[BioC] Array Set - Multiple Testing Problem
Mayer, Claus-Dieter
c.mayer at abdn.ac.uk
Fri Sep 11 16:46:26 CEST 2009
Hello,
I might have misunderstood something, but assuming such an array set consists of k arrays, wouldn't it be the easiest to perform k normalizations and analyses which give you k lists of p-values for k (non-overlapping (I assume!?)) sets of genes.

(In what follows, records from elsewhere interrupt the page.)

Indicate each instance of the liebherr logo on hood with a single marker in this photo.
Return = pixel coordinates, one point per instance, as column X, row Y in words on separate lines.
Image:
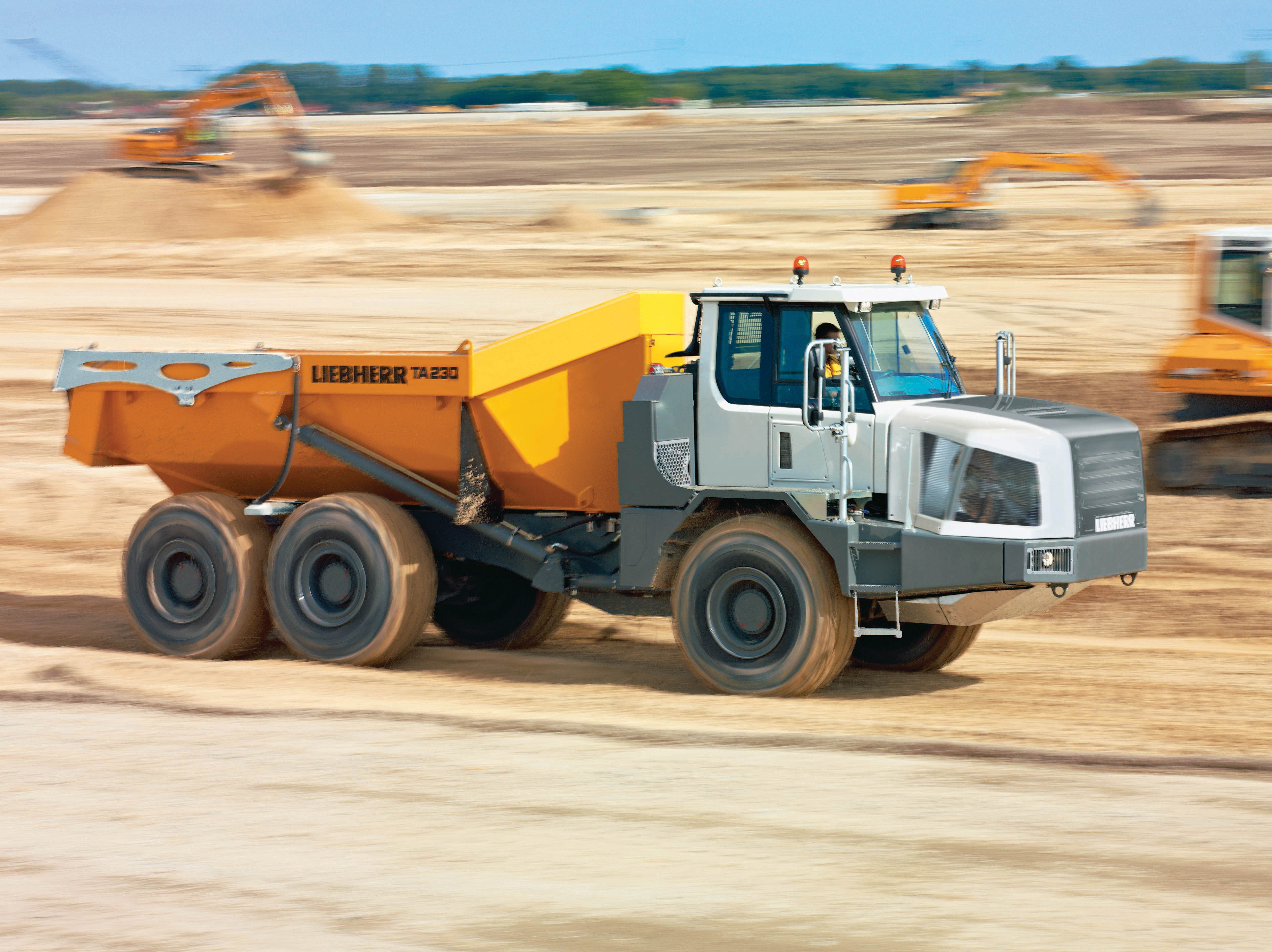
column 349, row 374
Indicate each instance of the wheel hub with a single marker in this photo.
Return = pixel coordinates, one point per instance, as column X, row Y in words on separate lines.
column 746, row 613
column 330, row 583
column 181, row 581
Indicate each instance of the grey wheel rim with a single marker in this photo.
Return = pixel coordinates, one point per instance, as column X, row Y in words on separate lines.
column 181, row 581
column 330, row 584
column 746, row 613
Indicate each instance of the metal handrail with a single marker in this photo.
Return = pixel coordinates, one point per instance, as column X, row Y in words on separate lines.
column 845, row 431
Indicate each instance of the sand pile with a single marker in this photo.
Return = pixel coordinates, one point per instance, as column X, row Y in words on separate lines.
column 105, row 206
column 1092, row 107
column 574, row 218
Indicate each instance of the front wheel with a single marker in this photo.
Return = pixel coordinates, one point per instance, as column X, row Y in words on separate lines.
column 758, row 609
column 352, row 580
column 921, row 647
column 498, row 609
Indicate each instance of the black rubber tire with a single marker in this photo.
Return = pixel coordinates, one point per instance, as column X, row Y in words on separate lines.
column 194, row 577
column 352, row 580
column 758, row 609
column 507, row 612
column 923, row 647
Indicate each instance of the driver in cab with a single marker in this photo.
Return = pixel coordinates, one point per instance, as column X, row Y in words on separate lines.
column 832, row 335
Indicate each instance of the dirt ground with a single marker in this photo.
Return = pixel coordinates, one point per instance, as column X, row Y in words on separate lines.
column 1095, row 776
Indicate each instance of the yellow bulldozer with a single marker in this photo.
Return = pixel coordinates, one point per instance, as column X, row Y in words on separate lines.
column 958, row 198
column 196, row 148
column 1222, row 438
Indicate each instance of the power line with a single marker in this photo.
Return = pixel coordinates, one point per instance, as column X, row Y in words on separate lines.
column 42, row 51
column 549, row 59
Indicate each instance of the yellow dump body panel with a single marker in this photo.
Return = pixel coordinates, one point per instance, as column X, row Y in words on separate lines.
column 546, row 405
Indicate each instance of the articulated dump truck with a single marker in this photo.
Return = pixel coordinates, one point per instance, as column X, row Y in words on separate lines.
column 802, row 482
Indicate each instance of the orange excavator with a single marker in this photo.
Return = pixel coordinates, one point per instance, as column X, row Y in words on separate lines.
column 958, row 199
column 195, row 147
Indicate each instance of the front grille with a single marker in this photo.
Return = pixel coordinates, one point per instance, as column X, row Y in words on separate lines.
column 673, row 461
column 1061, row 561
column 1108, row 475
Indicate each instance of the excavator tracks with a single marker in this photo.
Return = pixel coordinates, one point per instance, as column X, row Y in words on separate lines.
column 1231, row 453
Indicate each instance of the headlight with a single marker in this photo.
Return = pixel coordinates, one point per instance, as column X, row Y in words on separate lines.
column 976, row 486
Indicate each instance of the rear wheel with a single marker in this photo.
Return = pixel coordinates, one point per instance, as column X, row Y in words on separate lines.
column 498, row 609
column 352, row 580
column 923, row 647
column 194, row 577
column 758, row 609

To adjust for multiple testing you need to bind those k lists together to one long vector of p-values and apply p.adjust or whatever function is your favourite one.

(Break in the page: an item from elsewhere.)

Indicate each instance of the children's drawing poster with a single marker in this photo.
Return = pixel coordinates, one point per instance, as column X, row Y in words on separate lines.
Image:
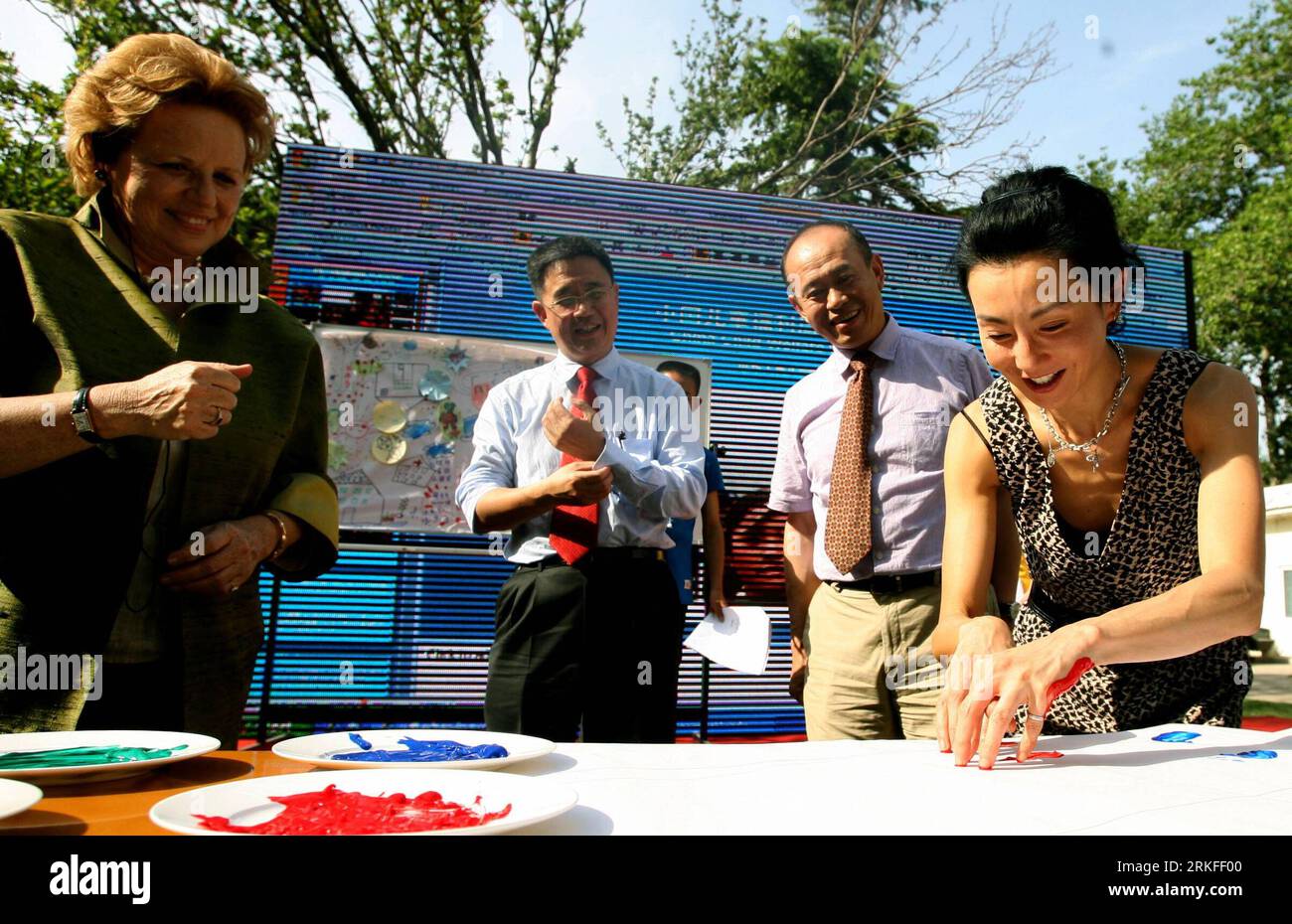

This saves you from normalizing between arrays that have different genes on them etc. and seems very easy to do.
Claus
> -----Original Message-----
> From: bioconductor-bounces at stat.math.ethz.ch [mailto:bioconductor-
> bounces at stat.math.ethz.ch] On Behalf Of Tefina Paloma
> Sent: 11 September 2009 14:48
> To: bioconductor at stat.math.ethz.ch
> Subject: Re: [BioC] Array Set - Multiple Testing Problem
>
> To be able to fit the same model to all arrays, an additional between-
> array
> normalization would be necessary, so to make all the arrays really
> comparable
> and I don't want to over-normalize the data either.....
>
> therefore I just thought of an sensible p value adjustment
>
> 2009/9/11 Sean Davis <seandavi at gmail.com>
>
> >
> >
> > On Fri, Sep 11, 2009 at 8:58 AM, Tefina Paloma
> <tefina.paloma at gmail.com>wrote:
> >
> >> Dear all
> >>
> >> unfortunately I did not get any reply on my post, so thats why I am
> asking
> >> again,
> >> assuming that lots of people already came across that problem.
> >>
> >> Working with an array set ( cDNA or any single color platform) just
> means
> >> that the probes you are interested in, are spread out over more than
> one
> >> array
> >> (usually due to space limitations),
> >> So sample samples, but different features.
> >>
> >> But actually that kind of separation of the probes is rather random.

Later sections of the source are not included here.